Two statements made by Sandra recently remain in my mind as hallmarks of how we can become rigid in our thoughts and how we stop learning when we begin “teaching”.
They are (there is no link to provide, as this was said in a group post at AlwaysLearning on yahoo Groups
):
“If she can’t give enough to make unschooling better than school, she should put the child in school.”
and
“If she can’t give enough to keep the child from being an absolute mess, she should give him up for adoption.”
I made a response to these on the lists, but I have no belief that it will be posted, since said Sandra also has the ability to block posts. It will take a person willing to reflect to actually absorb the response statements like this get.
I may lack experience, but I find this utterly crass. This goes well beyond unschooling as a practice and into the realm of telling a parent what to do with a child based on own judgements of what constitutes “good enough”.
Considering a mother newly getting into unschooling. Things are in a bad space for her. She is finding it difficult to keep supporting all an energetic childs initiatives can be, unconditionally. She is already questioning how her children behave and worries that things are not right. How do you think a suggestion for putting them up for adoption rather than messing them up hits her in this frame of mind? Being experienced is little use if it cannot be ssensitive.
Sandra, I bet you were right where we are in the beginning and didn’t actually begin knowing it all. How would you have felt when you didn’t know what was to come and things were rough, and some ‘expert’ suggested that your child would be better off without your contributions if you were not able to ‘crack it’? You still don’t know the future. What if they get messed a few years later? Will you give them up for adoption?

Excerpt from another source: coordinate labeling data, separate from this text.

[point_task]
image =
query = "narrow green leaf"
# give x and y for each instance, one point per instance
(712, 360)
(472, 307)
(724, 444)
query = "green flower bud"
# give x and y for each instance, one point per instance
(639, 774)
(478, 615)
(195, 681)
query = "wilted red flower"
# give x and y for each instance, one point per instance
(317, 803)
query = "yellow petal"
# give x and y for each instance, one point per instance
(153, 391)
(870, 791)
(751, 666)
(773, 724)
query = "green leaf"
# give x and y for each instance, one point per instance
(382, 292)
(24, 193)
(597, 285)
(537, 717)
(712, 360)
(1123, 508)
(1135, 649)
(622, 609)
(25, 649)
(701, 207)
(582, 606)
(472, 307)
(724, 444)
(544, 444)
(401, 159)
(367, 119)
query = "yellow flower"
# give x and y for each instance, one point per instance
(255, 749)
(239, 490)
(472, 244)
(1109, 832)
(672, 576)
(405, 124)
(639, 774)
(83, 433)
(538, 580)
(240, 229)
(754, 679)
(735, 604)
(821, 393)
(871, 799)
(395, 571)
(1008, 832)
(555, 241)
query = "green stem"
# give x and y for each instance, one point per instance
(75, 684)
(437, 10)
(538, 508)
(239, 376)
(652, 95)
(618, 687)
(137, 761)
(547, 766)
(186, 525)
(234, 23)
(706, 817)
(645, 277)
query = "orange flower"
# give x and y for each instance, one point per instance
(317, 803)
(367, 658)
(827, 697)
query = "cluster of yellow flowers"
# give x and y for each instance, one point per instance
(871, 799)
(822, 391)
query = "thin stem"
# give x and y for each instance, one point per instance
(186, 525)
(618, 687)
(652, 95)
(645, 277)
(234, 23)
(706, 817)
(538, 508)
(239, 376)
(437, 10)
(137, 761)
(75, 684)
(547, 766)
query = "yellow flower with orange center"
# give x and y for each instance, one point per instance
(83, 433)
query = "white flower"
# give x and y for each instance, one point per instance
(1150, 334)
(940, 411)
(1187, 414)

Or, in other words, I don’t know if I can make unschooling better than school. I don’t know if I can keep my child from being an absolute mess whether I school or unschool, raise him myself or give him up for adoption. All I know is that I believe that I am making the most respectful choice I can make for my child. By the time I am forced to accept that I did indeed mess my child up, it will be too late, since of course, I’m not intentionally messing him up. My child would also have some security in what was happening, however messed it was. Would he cope with whatever parents he would get through adoption? How do I know the adopted parents won’t mess him further? I will never see my child as messed, so I cant trust my own judgment. I want the best life for him, even if it means I should keep my toxic self away. So tell me, wise one, should I send him to school or adoption? By these standards, does anyone deserve a child at all?

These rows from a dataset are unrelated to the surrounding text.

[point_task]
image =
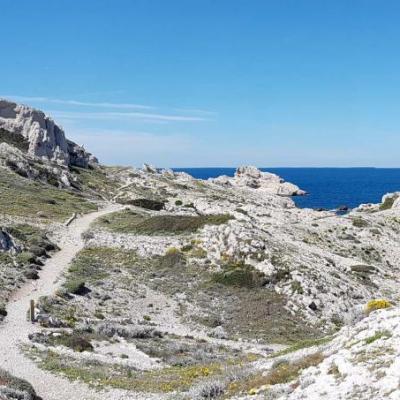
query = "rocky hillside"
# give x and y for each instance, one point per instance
(34, 132)
(194, 289)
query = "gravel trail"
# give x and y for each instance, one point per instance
(15, 329)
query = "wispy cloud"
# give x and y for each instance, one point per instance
(48, 100)
(124, 115)
(112, 111)
(134, 147)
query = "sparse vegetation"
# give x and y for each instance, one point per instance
(377, 304)
(17, 387)
(378, 335)
(240, 275)
(281, 372)
(26, 198)
(388, 203)
(359, 222)
(128, 221)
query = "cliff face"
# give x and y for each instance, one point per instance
(43, 137)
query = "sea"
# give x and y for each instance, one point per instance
(328, 188)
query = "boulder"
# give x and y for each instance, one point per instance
(252, 178)
(7, 243)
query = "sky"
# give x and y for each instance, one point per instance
(207, 83)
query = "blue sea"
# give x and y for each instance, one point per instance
(328, 188)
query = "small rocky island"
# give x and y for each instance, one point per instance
(162, 286)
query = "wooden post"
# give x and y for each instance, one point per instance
(32, 311)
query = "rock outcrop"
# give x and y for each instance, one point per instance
(251, 177)
(7, 243)
(45, 139)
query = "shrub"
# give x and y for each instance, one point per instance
(208, 390)
(388, 203)
(75, 342)
(378, 335)
(148, 204)
(18, 384)
(377, 304)
(359, 222)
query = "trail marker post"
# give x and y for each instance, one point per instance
(32, 311)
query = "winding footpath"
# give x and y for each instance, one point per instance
(15, 329)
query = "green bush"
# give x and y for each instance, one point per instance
(18, 384)
(128, 221)
(75, 342)
(75, 286)
(359, 222)
(240, 275)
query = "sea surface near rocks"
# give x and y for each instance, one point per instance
(329, 188)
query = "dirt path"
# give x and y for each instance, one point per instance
(15, 329)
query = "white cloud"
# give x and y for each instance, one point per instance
(127, 115)
(134, 148)
(47, 100)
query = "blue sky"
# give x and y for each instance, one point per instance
(212, 83)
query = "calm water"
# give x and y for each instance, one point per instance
(328, 187)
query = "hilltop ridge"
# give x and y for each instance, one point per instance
(186, 288)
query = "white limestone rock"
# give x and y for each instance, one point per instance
(250, 177)
(7, 243)
(45, 138)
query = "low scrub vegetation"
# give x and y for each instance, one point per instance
(26, 198)
(128, 221)
(388, 203)
(240, 275)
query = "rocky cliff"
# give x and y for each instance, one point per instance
(39, 135)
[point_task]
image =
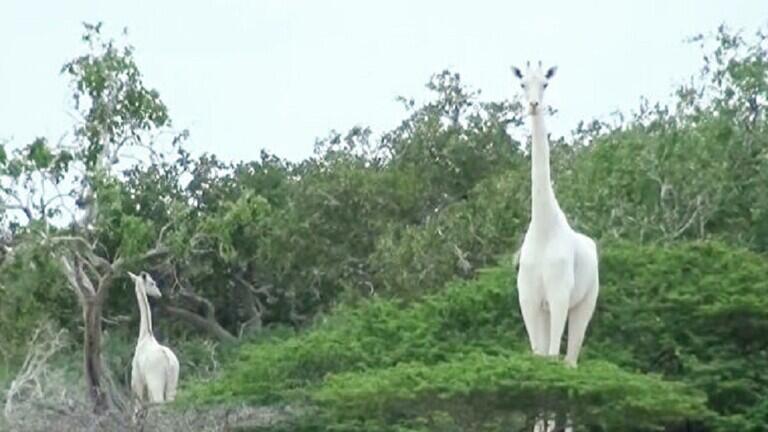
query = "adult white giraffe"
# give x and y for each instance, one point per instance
(557, 278)
(155, 369)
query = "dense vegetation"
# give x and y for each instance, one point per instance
(367, 284)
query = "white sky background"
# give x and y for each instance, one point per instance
(246, 75)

It is not that Sandra doesn’t care about the well being of a child. I know she does, or she would never have made this phenomenal effort. I think, somewhere down the line, responding to so many questions, providing so much invaluable advice, working so hard to extend support to new beginners, she has lost that much essential space for self-awareness that makes it possible to keep our own selves nourished. When that space gets crowded out, our actions start being automatic based on what we usually say, and they take on a life of our own, while we still continue to see ourselves as sensitive and caring.

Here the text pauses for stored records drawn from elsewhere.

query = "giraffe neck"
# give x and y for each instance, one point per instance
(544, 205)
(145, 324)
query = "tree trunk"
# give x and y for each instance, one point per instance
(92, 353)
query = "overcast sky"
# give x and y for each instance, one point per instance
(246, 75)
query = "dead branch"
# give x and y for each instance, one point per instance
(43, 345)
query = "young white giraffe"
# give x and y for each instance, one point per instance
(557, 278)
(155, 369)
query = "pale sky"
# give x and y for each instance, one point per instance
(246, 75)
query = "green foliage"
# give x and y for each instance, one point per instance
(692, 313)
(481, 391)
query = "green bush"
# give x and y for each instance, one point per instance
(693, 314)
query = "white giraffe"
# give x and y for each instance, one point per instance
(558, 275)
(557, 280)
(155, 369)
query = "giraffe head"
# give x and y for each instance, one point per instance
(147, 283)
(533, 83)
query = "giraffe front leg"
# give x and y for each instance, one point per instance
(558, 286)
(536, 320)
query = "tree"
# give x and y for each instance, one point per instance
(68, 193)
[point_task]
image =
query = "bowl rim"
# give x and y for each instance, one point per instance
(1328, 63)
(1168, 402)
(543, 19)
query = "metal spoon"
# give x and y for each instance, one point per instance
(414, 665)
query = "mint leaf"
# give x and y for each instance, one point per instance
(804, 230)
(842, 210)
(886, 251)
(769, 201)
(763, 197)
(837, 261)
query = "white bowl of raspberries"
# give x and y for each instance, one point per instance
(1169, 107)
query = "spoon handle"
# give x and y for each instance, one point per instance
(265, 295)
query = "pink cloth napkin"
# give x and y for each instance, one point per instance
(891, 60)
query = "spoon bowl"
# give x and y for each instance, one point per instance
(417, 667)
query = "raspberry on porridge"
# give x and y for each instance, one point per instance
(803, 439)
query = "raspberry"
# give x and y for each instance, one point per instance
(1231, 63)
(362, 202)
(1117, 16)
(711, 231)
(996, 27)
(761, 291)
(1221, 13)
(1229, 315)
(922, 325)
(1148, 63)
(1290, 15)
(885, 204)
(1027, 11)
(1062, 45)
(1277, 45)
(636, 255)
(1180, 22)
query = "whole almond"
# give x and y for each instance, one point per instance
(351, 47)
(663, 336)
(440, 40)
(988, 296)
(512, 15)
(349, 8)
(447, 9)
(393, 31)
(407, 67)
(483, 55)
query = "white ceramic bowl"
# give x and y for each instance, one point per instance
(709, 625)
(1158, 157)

I have no doubt that she actually means this statement as well-intentioned advice to mothers who question the need to give their children the freedom to do whatever they want and learn from that. What she means is that if you grudge your children that, there is no point making this huge effort toward unschooling, because you will have ended up making all the effort, but with the same result as school. I also took it like that. I just think that it comes from a place of being God, and I resent her implication that she knows what is better for my child.
I still have a lot of respect for Sandra. Her words are invaluable support for someone beginning a journey, like me. I read them, I reflect on them and often they empower me to have a more enabling attitude toward growth. Mine and the others too. So don’t go, “Oh, I was reading her because you recommended, and now I’d better stop before she wrecks my self-esteem”. Read her, read everyone. Just trust yourself. Trust that you are doing the best you can, and that is always good enough.
It is also a learning on how there is no point idolizing a person to a place of infallibility and then being outraged when they turn out to be human. It is a lesson for me to see the humanity in me, in others.